Meade was then transferred to temporary command of John Reynold’s division in the corps of Joseph Hooker, leading this division commendably at South Mountain and Antietam, where he received temporary command of the corps upon the wounding of Hooker in the midst of the battle.
At Fredericksburg, Meade once again served admirably, this time in command of his own division, nearly breaking through the lines of Confederate General A.P. Hill’s Division. Following the purges that followed this battle, Meade found himself promoted to full-fledged corps command, leading V Corps at the battle of Chancellorsville.
Throughout these battles, Meade demonstrated himself to be a skillful, competent, and reliable commander, fully possessing the respect of his fellow generals. However, though respected, Meade could not be described as a lovable man. Somewhat antisocial and taciturn, Meade spent most of his time buried in books and often seemed irascible, quite unlike the ever-gentlemanly Lee.
Militarily, Meade differed from Lee almost as much as he did in personality, remaining a firm believer in playing it safe, taking no chances whatsoever in order to make the fewest possible mistakes. While this philosophy did keep Meade from making almost any mistakes, it also prevented him from achieving the kind of brilliant victories that marked Lee’s career. In the end, Meade had sufficient ability to handle troops well, but did not have any originality or imagination, lacking the aggressive spirit to perform brilliantly.
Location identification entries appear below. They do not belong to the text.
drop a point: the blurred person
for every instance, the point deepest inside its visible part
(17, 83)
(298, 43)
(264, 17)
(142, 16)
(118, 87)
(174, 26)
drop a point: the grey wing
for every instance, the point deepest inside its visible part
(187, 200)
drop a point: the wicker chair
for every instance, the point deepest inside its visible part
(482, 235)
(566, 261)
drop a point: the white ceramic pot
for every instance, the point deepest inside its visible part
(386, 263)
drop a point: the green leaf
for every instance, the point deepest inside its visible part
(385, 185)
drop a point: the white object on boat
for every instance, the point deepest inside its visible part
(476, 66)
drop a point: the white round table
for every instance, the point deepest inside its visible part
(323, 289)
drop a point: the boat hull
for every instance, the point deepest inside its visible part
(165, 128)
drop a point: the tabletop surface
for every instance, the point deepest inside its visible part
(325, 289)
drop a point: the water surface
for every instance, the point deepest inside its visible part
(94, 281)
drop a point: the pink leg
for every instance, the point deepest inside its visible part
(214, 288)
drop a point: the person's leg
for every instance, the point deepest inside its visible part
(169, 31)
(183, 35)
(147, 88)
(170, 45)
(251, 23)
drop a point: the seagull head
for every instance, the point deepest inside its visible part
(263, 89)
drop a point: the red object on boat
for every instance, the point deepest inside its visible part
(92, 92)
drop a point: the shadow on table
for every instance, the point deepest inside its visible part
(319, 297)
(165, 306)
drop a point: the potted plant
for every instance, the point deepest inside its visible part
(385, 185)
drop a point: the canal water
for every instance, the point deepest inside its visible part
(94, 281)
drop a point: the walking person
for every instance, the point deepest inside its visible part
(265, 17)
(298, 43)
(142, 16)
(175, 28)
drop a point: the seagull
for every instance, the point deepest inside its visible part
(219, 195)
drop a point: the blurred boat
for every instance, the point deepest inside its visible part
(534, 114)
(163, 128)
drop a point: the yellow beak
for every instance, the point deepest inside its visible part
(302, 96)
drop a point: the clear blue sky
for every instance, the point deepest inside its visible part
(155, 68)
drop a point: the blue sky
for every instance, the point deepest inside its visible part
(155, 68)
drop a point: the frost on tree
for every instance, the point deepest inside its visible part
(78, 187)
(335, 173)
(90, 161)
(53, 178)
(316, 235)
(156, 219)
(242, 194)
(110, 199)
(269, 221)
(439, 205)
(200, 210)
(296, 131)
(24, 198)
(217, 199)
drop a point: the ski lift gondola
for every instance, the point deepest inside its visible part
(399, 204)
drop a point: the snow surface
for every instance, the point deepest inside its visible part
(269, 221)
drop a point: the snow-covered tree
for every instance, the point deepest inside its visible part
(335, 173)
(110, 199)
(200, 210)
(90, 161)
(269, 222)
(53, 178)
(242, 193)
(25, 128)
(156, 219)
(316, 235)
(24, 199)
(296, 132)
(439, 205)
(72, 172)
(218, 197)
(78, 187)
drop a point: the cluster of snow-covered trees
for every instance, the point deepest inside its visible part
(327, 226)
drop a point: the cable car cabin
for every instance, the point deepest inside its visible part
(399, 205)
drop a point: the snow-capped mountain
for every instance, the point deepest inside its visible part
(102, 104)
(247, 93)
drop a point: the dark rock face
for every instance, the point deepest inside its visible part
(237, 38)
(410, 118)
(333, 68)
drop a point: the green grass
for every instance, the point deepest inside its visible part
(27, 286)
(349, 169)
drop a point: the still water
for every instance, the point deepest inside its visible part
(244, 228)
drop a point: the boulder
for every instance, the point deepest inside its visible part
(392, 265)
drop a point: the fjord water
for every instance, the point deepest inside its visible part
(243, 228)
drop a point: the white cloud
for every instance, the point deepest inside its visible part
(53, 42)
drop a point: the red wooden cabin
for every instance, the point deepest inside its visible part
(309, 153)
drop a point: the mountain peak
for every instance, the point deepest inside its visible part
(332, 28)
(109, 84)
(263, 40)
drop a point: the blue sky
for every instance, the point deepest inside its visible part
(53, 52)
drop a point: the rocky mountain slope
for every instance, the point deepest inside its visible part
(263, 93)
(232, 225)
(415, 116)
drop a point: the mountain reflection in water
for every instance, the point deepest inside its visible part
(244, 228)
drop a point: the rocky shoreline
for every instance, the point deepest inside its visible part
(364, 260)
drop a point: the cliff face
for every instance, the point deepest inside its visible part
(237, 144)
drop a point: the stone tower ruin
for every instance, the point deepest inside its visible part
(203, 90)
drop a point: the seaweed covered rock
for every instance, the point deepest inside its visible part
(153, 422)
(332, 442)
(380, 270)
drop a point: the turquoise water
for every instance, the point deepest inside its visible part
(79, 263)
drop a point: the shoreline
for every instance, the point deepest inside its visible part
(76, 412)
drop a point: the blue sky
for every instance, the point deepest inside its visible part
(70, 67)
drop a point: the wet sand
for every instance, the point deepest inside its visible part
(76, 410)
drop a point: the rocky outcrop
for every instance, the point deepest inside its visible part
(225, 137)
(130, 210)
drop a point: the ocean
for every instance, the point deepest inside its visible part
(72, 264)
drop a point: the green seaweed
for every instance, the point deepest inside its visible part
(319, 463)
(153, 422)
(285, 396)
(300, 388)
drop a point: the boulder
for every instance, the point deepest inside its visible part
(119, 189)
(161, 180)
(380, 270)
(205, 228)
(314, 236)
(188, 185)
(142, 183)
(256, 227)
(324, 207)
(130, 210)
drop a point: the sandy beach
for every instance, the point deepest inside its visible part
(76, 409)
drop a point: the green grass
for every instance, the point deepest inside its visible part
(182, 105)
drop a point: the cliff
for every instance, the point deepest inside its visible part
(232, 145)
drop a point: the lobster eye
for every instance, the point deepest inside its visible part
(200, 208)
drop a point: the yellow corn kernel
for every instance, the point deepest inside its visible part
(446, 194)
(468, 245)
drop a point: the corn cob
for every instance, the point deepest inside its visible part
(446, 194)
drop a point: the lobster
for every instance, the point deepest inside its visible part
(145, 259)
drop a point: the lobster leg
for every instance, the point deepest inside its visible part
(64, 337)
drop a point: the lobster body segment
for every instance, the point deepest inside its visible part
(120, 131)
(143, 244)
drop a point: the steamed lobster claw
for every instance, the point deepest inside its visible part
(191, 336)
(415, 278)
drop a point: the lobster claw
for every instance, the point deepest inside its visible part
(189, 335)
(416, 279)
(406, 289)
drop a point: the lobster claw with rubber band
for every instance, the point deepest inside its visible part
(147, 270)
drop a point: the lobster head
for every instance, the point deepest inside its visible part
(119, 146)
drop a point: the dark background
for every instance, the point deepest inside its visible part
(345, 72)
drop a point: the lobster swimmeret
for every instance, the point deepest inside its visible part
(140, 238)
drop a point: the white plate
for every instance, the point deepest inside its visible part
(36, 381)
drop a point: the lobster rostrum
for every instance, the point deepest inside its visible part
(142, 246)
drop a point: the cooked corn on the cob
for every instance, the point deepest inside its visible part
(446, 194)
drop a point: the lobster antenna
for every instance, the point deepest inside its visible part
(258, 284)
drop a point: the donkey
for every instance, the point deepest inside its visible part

Yet, despite these numerous differences between the two men, Lee and Meade shared one thing in common: a vibrant faith in God, evidenced throughout their orders and letters which almost invariably reflect a calm reliance on the almighty providence of God for military success.
Indeed, it was this trust in God that caused Meade to gain a reputation as one who wouldn't scare easily, a quality that would serve him in good stead in the upcoming campaign.
In memory of the Battle of Gettysburg, as we approach its 150th anniversary.
Comments
Very interesting.
This was something that I would read out of a biography book!
Two years after graduation, Lee married Mary Anna Randolph Custis, the somewhat spoiled descendent of George Washington. - The fact that Lee's wife was spoiled was a bit funny, but contributed few to the biography. It was a bit random.
Also, a slight note on your organization. You can fix this easily though! You introduced this with a short story, and then said that you would introduce it's cast. It would have been nice if you said which two people you were going to talk about in this part. Because you were talking about Lee, then all of sudden, without any warning, switched to Meade. I know you separated them, but still. You can make a smoother transition. Then in the end, you stopped talking about Meade and started comparing Lee with Meade. That wouldn't have been a problem unless you separated the last half of third last paragraph into a different paragraph and again, make a smoother transition.
Since you tend to write very clearly and introduce step-by-step what you are going to say, it wouldn't be awkward to do the same in the end. It helps to make this essay flow better.
I know this takes a lot of dedication and research, so well done!!
"It is not the length of life, but the depth of life." Ralph Waldo Emerson
I didn't actually know that
I didn't actually know that much about Meade before reading this. I always glad to learn though. Hurry up and write the rest of the essays, for I am eager to read them!
"My greatest wish for my writing is that it would point you to the Savior."